FCA: Going for growth means taking risks
Ashley Alder, chair of the Financial Conduct Authority, says the financial services sector has long recognised that effective regulation can be a powerful enabler of growth. The question now is not should we embrace risk, but how much?
January is a time to reflect, re-balance and re-focus. And this year, the relationship between regulation and growth is front of mind at the Financial Conduct Authority.
The financial services sector clearly has a key role to play in creating prosperity, not only as the crown jewel of the UK economy, but in facilitating the supply and flow of capital that can help businesses across the UK thrive.
The Prime Minister has challenged regulators to do more to support the growth mission.
At the FCA we have long recognised effective regulation can be a powerful enabler of growth. Delivering on our primary objectives of protecting consumers, keeping markets clean and promoting competition all contribute to building trust and confidence in financial services which can in turn spur growth.
And we have already shown our determination to act decisively to deliver our secondary objective to facilitate competitiveness and support growth. For example, we have prioritised much needed reforms designed to free the flow of capital to growing businesses and to expand investment opportunities so people can make the most of their money. 2024 saw landmark listings reforms, shifts in prospectus rules and a new public offer regime, all designed to boost the UK’s attractiveness as a destination to list.
We are ready to go further
We are ready to go further and will put sustainable growth at the heart of our next five year strategy. We will unlock more capital investment and liquidity, accelerate digital innovation, reduce regulatory burdens, enable more businesses to start-up and grow, promote the UK internationally and provide greater certainty and predictability for firms to support business confidence.
This will require a bolder approach. We will have to make decisive trade-offs. And we will have to take greater risk. We have shown we are up for it, for example as we made it easier for businesses to raise capital on our public markets, we were clear that while it could mean higher returns for investors it came with a risk of more listed firms failing.

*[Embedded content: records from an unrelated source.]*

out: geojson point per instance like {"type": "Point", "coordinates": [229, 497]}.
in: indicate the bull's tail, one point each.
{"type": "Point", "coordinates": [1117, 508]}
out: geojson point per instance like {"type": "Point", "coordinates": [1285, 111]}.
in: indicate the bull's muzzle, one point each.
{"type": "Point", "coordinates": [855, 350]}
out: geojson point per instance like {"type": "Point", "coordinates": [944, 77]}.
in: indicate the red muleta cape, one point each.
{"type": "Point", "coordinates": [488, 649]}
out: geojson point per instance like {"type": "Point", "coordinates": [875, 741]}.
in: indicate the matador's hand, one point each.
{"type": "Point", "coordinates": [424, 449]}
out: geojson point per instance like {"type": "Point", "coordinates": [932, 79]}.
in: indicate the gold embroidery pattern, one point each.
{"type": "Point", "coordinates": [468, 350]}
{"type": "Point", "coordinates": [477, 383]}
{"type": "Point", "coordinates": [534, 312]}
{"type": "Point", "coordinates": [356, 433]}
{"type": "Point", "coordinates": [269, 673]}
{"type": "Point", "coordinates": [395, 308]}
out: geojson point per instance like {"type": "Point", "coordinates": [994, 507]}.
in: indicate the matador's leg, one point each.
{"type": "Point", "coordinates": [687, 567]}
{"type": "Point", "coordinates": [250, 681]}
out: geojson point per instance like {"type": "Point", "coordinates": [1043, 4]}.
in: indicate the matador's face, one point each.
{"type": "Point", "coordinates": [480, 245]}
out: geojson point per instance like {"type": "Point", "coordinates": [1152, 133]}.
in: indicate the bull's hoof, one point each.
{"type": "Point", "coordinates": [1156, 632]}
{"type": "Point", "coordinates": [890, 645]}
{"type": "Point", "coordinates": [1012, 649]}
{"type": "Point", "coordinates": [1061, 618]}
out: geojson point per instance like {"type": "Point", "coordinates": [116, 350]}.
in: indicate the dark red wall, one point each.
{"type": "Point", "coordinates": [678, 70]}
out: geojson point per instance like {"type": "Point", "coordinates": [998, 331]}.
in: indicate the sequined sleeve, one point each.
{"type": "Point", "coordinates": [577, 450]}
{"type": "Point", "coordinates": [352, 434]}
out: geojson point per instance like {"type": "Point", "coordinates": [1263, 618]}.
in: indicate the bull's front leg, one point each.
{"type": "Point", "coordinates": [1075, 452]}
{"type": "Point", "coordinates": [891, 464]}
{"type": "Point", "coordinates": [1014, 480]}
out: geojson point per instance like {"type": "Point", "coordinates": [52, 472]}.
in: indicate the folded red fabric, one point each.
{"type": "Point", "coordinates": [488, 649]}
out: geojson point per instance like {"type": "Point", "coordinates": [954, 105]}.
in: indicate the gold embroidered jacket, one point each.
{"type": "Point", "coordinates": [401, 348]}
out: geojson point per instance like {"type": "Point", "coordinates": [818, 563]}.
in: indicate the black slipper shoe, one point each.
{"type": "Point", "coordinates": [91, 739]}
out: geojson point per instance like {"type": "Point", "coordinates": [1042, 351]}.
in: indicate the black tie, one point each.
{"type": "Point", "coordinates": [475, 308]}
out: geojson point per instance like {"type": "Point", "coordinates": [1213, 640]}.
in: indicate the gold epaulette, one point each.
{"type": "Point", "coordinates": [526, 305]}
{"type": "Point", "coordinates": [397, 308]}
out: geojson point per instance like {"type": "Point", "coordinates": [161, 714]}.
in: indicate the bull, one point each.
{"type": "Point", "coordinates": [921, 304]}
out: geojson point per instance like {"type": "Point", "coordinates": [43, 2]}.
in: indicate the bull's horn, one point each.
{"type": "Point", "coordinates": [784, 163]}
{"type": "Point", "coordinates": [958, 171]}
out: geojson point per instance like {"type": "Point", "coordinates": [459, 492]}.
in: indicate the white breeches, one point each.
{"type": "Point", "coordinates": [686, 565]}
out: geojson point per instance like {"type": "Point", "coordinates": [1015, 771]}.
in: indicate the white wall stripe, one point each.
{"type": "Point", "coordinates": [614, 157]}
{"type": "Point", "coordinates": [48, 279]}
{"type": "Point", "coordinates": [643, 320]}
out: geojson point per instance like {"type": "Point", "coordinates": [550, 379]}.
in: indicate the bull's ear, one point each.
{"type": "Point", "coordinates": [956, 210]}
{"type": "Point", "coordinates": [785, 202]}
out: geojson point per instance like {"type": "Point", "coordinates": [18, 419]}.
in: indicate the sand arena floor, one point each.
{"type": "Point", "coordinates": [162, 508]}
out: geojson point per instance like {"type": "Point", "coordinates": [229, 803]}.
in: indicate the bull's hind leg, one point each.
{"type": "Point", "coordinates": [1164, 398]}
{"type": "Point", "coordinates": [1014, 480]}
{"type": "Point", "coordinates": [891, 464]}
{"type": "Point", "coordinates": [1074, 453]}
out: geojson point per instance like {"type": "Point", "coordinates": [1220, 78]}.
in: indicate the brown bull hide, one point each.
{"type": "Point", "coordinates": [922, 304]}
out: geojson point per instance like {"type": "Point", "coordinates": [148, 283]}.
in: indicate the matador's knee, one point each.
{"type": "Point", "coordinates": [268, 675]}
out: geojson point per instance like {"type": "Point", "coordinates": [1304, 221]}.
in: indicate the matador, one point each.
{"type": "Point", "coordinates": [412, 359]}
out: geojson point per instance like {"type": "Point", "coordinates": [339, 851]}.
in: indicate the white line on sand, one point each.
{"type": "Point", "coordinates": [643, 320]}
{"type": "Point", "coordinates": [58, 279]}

That same trade-off too is inherent in proposals we are considering to lessen friction in our system.
Removing the £100 contactless payment limit would make life easier for consumers and retailers. Smoother payments, could however, increase fraud.

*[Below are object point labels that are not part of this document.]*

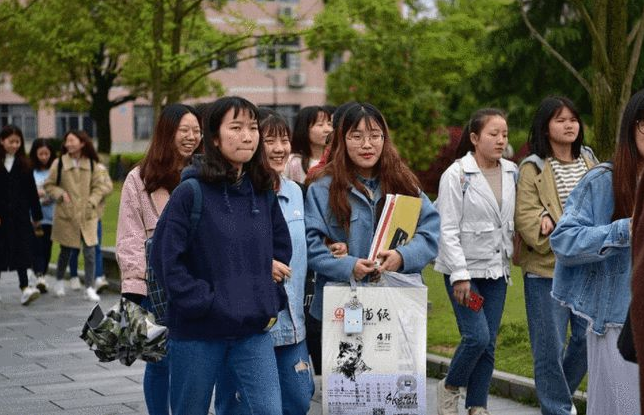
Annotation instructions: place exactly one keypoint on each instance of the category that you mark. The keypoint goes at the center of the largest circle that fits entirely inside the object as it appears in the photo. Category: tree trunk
(157, 58)
(610, 20)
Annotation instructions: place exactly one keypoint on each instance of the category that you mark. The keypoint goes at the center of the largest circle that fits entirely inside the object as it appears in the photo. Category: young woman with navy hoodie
(222, 300)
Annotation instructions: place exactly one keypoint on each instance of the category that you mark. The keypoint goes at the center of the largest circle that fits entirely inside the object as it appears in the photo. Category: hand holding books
(396, 227)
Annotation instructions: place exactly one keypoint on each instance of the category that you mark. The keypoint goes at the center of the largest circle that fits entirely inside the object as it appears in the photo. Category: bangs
(241, 106)
(371, 123)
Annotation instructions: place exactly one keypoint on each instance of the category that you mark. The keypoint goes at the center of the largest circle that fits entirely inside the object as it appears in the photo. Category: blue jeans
(156, 382)
(98, 257)
(558, 370)
(296, 383)
(197, 366)
(156, 385)
(473, 361)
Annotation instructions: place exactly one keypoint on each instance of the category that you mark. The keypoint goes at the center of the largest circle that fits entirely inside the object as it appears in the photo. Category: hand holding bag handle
(625, 342)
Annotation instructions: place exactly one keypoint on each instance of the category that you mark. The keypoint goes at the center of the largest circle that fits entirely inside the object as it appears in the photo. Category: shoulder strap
(59, 171)
(197, 202)
(607, 165)
(464, 177)
(588, 153)
(534, 159)
(271, 199)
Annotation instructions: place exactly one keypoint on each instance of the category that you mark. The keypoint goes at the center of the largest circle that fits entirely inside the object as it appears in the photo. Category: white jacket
(476, 236)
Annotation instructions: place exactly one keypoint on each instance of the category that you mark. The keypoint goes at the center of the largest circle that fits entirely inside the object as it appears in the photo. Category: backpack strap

Removing the £100 contactless payment limit would make life easier for consumers and retailers. Smoother payments, could however, increase fraud
The reforms made of the mortgage market in the wake of the financial crisis have had a transformative impact, and repossessions are thankfully low. But with our consumer duty setting a new standard, should we consider whether the rules could be revised to allow struggling first-time buyers to get on the property ladder – even if that results in more defaults down the line?
These are the types of choices we face. And we need both government and parliament to be behind us and for there to be a shared, consistent and enduring acceptance of our appetite for risk.
To go for growth, we – the regulator – need to prioritise our resources and assess whether what we ask for is proportionate. That means risk-based decisions about which cases to pursue, what intelligence we follow up, and how far. In making those risk-based choices, we won’t stop all harm, and some failures are likely.
To go for growth, then, the question we must ask is what is our collective tolerance for failure? Not, should we embrace risk, but how much?